Washington’u kıble yapmış vatansızlara...
Açılımcılara, akillere, satılık kalemlere...
Cumhuriyet ve Atatürk düşmanı gerici yobazlara...
Seyyit Rıza müridi Dersim düşkünlerine...
CIA kucağında din tüccarlığı yapan paralelcilere...
Kolayca bölüp parçalayabileceğini düşünen Coni’ye...
Burasının Türkiye olduğunu ve asla bölemeyeceklerini öğretmek için...
Hepimiz Mehmetçiğiz...
Hepinize yeteriz!..
FİRAVUN KÜLTÜRÜ
Bize bir yaşam biçimi dayatıyorlar. Kendi kültürümüzü, geleneklerimizi, damak tatlarımızı, alışkanlıklarımızı terk etmemizi istiyorlar. Geçen gün market rafında gördüm, rendelenmiş domates satılıyor, yıkanmış ıspanak var, kübik doğranmış soğan, soyulmuş sarımsak...
Bu saçmalığı, “ay şekerim herkes çalışıyor, kolaylık oluyor” diye açıklamak mümkün değildir. Bir yaşam biçimi yok edilmektedir. Kapitalizm bizim önümüze ne yiyeceğimizden, nasıl uyuyacağımıza kadar bir yaşam biçimi koymaktadır.

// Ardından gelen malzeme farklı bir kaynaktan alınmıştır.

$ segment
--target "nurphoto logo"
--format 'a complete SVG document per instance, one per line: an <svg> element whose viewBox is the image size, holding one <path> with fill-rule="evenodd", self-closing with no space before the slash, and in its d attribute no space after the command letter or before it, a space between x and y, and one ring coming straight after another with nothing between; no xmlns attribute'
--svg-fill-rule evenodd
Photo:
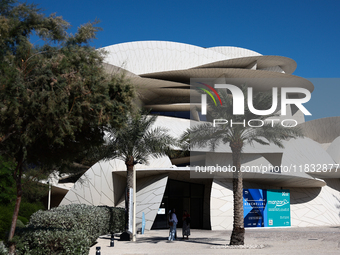
<svg viewBox="0 0 340 255"><path fill-rule="evenodd" d="M218 92L215 90L216 89L227 89L231 92L232 98L233 98L233 115L244 115L244 105L245 105L245 96L243 94L243 91L231 84L215 84L214 88L206 83L199 82L200 84L204 85L206 88L210 89L218 98L220 105L222 106L222 101L220 96L218 95ZM209 95L214 104L217 106L217 102L213 96L213 94L207 90L206 88L201 88L202 91L206 92L206 94L201 95L201 114L202 115L207 115L207 95ZM280 96L280 102L281 102L281 116L286 116L287 115L287 110L286 106L287 105L295 105L304 115L312 115L304 106L304 103L307 103L311 99L311 93L309 90L305 88L298 88L298 87L282 87L280 90L280 94L278 93L278 88L273 87L272 88L272 105L269 109L265 110L260 110L256 109L254 107L254 102L253 102L253 88L248 87L247 88L247 105L248 109L251 113L258 115L258 116L265 116L265 115L271 115L273 114L277 107L278 107L278 98ZM304 95L302 98L289 98L288 95L292 93L299 93ZM238 122L233 122L233 120L226 120L226 119L214 119L213 120L213 126L216 127L216 125L224 125L230 123L231 127L233 125L243 125L250 127L262 127L265 122L271 122L272 126L276 122L280 122L282 126L284 127L295 127L298 122L294 119L268 119L268 120L260 120L260 119L251 119L246 122L244 119L243 121L238 121ZM292 124L293 123L293 124Z"/></svg>

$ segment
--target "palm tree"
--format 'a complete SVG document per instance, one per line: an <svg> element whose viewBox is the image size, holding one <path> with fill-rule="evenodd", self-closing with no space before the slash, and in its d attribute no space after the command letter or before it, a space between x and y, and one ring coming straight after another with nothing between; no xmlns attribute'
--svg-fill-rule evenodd
<svg viewBox="0 0 340 255"><path fill-rule="evenodd" d="M106 160L118 158L125 162L127 190L133 187L133 168L136 164L147 164L151 157L169 155L176 144L166 128L152 127L156 119L155 115L139 111L129 116L123 127L107 130L109 142L103 156Z"/></svg>
<svg viewBox="0 0 340 255"><path fill-rule="evenodd" d="M247 87L242 86L243 94L247 100ZM208 120L224 119L229 123L222 125L212 125L211 122L198 124L188 129L181 137L181 141L190 144L190 148L209 146L214 151L219 143L229 144L232 151L233 166L236 168L233 176L233 200L234 200L234 222L233 231L230 238L230 245L244 244L244 221L243 221L243 179L241 168L241 153L246 144L257 142L263 145L274 143L283 147L282 141L290 138L301 137L302 132L296 127L284 127L279 123L264 122L265 119L276 116L274 114L259 116L253 114L245 105L244 115L233 115L232 96L227 94L226 90L219 91L223 106L215 105L214 102L208 101ZM266 110L272 106L272 96L268 93L257 93L253 97L253 105L257 110ZM233 122L245 121L242 124L230 125ZM247 125L251 121L251 126ZM265 124L263 124L265 123ZM254 126L261 126L255 128Z"/></svg>

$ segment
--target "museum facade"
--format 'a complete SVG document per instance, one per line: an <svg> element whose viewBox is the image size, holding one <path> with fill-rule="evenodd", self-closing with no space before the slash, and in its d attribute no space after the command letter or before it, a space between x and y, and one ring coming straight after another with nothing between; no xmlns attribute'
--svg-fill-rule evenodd
<svg viewBox="0 0 340 255"><path fill-rule="evenodd" d="M159 115L154 126L166 127L177 138L190 125L205 121L201 97L191 89L193 82L200 79L211 87L222 83L238 87L247 84L257 92L271 91L273 87L299 87L310 93L314 90L310 81L292 74L297 65L294 60L263 56L238 47L202 48L175 42L140 41L111 45L103 50L107 52L104 61L107 72L124 72L136 88L136 103ZM290 93L289 97L300 95ZM299 107L287 105L285 111L286 115L279 116L278 121L294 120L305 137L284 141L284 148L274 144L246 145L241 159L244 189L287 191L289 226L339 225L340 118L305 122ZM166 228L166 213L175 207L179 214L189 211L192 228L232 229L232 175L228 171L216 171L218 166L232 165L229 145L221 144L214 151L194 148L192 152L191 157L151 158L148 165L135 166L137 227L141 226L144 213L146 229ZM198 171L195 167L203 165L215 167L214 172ZM54 189L63 196L60 205L124 207L126 166L118 159L100 161L69 188L55 183ZM251 205L247 198L244 201L245 205ZM179 227L181 224L180 220Z"/></svg>

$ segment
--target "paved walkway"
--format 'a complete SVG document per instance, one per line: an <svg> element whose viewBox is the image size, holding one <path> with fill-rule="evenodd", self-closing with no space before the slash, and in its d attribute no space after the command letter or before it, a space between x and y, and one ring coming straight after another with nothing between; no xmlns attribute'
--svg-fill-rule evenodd
<svg viewBox="0 0 340 255"><path fill-rule="evenodd" d="M177 229L181 236L181 229ZM245 244L249 249L226 248L231 231L191 230L188 240L168 242L168 230L146 231L136 242L119 241L110 247L110 236L102 236L91 247L89 255L144 254L340 254L340 227L246 229ZM262 248L254 248L255 246Z"/></svg>

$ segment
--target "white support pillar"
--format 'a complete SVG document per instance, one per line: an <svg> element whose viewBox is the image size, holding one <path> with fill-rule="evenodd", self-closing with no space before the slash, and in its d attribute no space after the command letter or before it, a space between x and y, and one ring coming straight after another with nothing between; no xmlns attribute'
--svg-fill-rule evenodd
<svg viewBox="0 0 340 255"><path fill-rule="evenodd" d="M136 242L136 207L137 207L137 188L136 188L136 168L133 167L133 225L132 225L132 241Z"/></svg>
<svg viewBox="0 0 340 255"><path fill-rule="evenodd" d="M47 181L48 184L48 202L47 202L47 210L51 209L51 180Z"/></svg>

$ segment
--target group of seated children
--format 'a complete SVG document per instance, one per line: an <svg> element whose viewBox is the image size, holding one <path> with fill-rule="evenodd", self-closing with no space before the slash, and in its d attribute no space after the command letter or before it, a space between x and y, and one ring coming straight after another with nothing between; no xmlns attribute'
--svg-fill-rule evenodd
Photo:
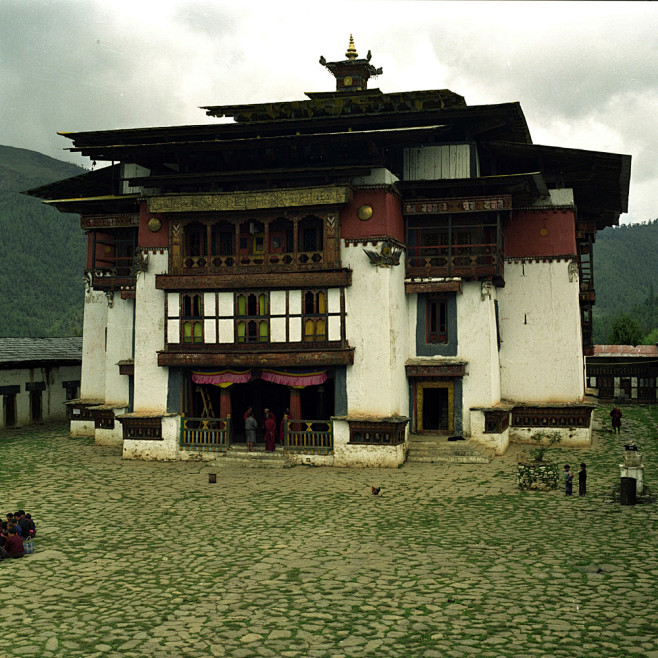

Bu ürünlerin büyük çoğunluğu ithal üstelik... Alıp yediğinizde Anadolu toprağının bize kattığı ne varsa yok oluyor.
Üç domatesi rendeleyemeyen, iki soğanı doğrayamayan hızlı yemek (fast food diyorlar) tüketicileri, Ayaş domatesini, Vezirköprü sarımsağını öğrenemez. Bu toprakların dilini anlayamaz. Karadeniz’in çığlığını, şehit abisinin feryadını, duyamaz.
Çünkü yaşadığınız gibi düşünürsünüz... Her şeyi sizin için başkalarının yapmasını beklersiniz.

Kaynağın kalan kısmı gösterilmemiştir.